La dictadura hizo desaparecer a más de 1.000 personas, torturó al menos a 30.000, asesinó a 2.000. Madres, hijos, y esposas quedaron para siempre esperando al menos el regreso de un cuerpo para sepultar. No creo que haya un dolor más grande.

Aunque muchos no tengamos vínculo directo con víctimas de la dictadura, sí tenemos la capacidad empatizar con ese dolor infinito, con la tragedia de un ser querido desaparecido, degollado, fusilado, lanzado al mar. ¿Cómo no hacerlo? ¿Cómo no poder hacerlo? ¿Cómo no querer hacerlo?

Han pasado más de 40 años de una crisis institucional y de un brutal y violento Golpe de Estado ¡y aún nos tratamos de fachos y zurdos!  Nos descalificamos a la distancia, sin saber quién es el otro, cuál es su historia o su experiencia de vida.

Un Museo de este tipo, plantea recordar para no repetir tragedias del pasado, pero nuestro “estado mental” como chilenos hace pensar que no aprendimos nada.  Se llegó a decir que este es un “museo de la izquierda”, “un museo zurdo”. ¡No lo es! y no hay empate posible.
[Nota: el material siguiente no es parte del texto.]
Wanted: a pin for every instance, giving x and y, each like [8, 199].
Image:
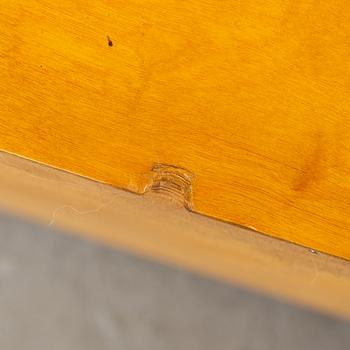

No me atrevería a decir que la gente de un determinado signo político minimiza la gravedad de los hechos acaecidos a partir del 73´; Sí me atrevería a asegurar que las personas que lo hacen, son un poco menos personas.

El dolor no tiene posición política, el que perdió a un ser querido, sólo tiene dolor y hemos fallado en acompañarlo. Ana González ha vivido décadas con el dolor de haber perdido a su marido, dos hijos y a su nuera embarazada: todos desaparecidos. No comprender eso, nos arrebata un poco de humanidad.

El día en que dejemos de enfrentarnos por ser de izquierda o derecha (un debate bastante añejo por lo demás) y empecemos a transmitir el valor de la unidad a las nuevas generaciones, sin importar si somos de la OCDE o cuál es nuestro PIB, podremos construir una sociedad en que podamos convivir y respetar nuestras diferencias y en la que veamos estos espacios como lugares de historia y de memoria, que honran a los muertos y alivian un poco a los vivos.

PD: Es el momento en que millones de chilenos visiten el Museo de la Memoria con el respeto que merece, e idealmente lean el Informe Valech para ver si pueden contener las lágrimas por aquellos que no conocen.